La page du site Internet Wikipédia consacrée à cette église nous apprend ceci :

« Historique

La construction de l'église, un édifice entre les styles roman et gothique, au début dédiée à saint Pierre, eut lieu à l'époque de l'évêque Anselme 1er qui accomplit cette tâche de 994 à 1025 (à ne pas confondre avec Anselme de Cantorbéry). Son plan est à trois nefs décorées de fresques, et fut bâtie sur les restes d'une ancienne basilique paléochrétienne et d'une autre église remontant à l'époque carolingienne.

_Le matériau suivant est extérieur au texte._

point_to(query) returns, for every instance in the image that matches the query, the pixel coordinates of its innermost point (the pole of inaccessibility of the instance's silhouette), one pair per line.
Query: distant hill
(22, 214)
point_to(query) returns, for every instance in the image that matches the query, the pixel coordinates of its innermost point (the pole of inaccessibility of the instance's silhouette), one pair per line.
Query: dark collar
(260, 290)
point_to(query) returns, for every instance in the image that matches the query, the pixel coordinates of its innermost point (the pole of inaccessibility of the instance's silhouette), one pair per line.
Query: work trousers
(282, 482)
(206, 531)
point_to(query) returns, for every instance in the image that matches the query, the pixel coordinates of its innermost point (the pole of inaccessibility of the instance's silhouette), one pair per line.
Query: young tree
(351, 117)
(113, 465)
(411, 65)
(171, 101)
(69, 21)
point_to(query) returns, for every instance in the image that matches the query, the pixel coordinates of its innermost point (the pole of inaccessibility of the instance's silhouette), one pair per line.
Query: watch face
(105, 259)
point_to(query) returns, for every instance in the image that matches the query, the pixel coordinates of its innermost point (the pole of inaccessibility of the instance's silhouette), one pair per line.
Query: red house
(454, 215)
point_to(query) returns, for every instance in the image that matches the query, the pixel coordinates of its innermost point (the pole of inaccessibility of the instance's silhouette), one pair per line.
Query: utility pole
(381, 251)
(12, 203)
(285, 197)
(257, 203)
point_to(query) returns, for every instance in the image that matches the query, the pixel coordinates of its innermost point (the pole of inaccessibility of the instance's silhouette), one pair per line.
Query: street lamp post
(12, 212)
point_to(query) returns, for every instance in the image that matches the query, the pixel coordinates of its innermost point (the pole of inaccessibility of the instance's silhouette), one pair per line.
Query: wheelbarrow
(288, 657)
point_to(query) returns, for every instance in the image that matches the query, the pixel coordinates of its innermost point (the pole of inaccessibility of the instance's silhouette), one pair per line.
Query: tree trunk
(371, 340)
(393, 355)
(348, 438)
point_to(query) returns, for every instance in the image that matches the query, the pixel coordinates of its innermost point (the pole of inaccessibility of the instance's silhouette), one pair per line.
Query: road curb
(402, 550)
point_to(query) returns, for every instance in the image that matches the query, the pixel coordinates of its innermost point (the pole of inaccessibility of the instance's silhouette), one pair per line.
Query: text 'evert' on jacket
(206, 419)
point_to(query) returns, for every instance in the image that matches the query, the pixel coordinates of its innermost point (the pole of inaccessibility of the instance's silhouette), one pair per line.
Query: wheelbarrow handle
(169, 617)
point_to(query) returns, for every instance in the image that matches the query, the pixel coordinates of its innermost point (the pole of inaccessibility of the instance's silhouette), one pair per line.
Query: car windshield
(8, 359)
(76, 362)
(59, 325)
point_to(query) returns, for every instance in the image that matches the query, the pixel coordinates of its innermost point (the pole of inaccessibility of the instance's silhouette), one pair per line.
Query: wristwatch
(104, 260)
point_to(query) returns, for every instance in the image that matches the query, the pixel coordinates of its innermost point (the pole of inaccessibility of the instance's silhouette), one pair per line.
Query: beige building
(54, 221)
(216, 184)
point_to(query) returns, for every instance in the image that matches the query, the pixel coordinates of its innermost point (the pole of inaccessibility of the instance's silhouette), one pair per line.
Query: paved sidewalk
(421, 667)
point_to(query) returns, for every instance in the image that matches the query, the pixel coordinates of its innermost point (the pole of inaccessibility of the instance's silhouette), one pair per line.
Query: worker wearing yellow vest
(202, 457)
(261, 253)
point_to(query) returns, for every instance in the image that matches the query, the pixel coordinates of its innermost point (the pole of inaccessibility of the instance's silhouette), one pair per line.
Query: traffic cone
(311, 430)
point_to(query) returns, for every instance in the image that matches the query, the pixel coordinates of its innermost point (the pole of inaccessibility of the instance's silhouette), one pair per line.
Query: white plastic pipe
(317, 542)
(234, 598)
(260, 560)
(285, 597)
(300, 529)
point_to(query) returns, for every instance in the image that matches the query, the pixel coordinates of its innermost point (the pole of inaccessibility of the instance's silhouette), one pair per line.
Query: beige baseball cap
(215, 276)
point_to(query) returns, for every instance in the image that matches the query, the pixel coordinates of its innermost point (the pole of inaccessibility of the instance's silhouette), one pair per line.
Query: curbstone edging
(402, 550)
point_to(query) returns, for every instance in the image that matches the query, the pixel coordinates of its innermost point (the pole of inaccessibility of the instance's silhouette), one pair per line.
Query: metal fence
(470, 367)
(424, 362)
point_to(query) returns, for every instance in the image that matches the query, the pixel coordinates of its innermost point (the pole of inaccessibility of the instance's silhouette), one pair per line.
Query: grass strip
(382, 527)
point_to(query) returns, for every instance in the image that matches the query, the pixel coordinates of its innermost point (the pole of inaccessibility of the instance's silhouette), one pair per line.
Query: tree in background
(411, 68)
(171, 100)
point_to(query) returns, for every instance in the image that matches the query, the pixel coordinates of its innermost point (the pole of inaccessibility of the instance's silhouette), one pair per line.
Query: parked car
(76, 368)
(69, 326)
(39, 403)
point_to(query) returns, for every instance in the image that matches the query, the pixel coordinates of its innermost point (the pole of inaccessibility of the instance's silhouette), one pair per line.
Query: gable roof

Le cloître roman, aux chapiteaux historiés, constitue peut-être la partie la plus célèbre de la collégiale. Il fut construit après 1132, comme on lit dans une inscription
ANNO AB INCARNATIO (N) E DOMINI MC XXX III IN HOC CLAUSTRO REGULAR (I) S VITA INCEPTA EST... ».


Commentaires sur le texte ci-dessus

Ce texte est une sorte de copie réduite du texte de la page précédente concernant la cathédrale Notre-Dame de l’Assomption. La construction aurait été faite à l’époque de l’évêque Anselme 1er entre 994 et 1025. Elle aurait été bâtie sur des restes plus anciens.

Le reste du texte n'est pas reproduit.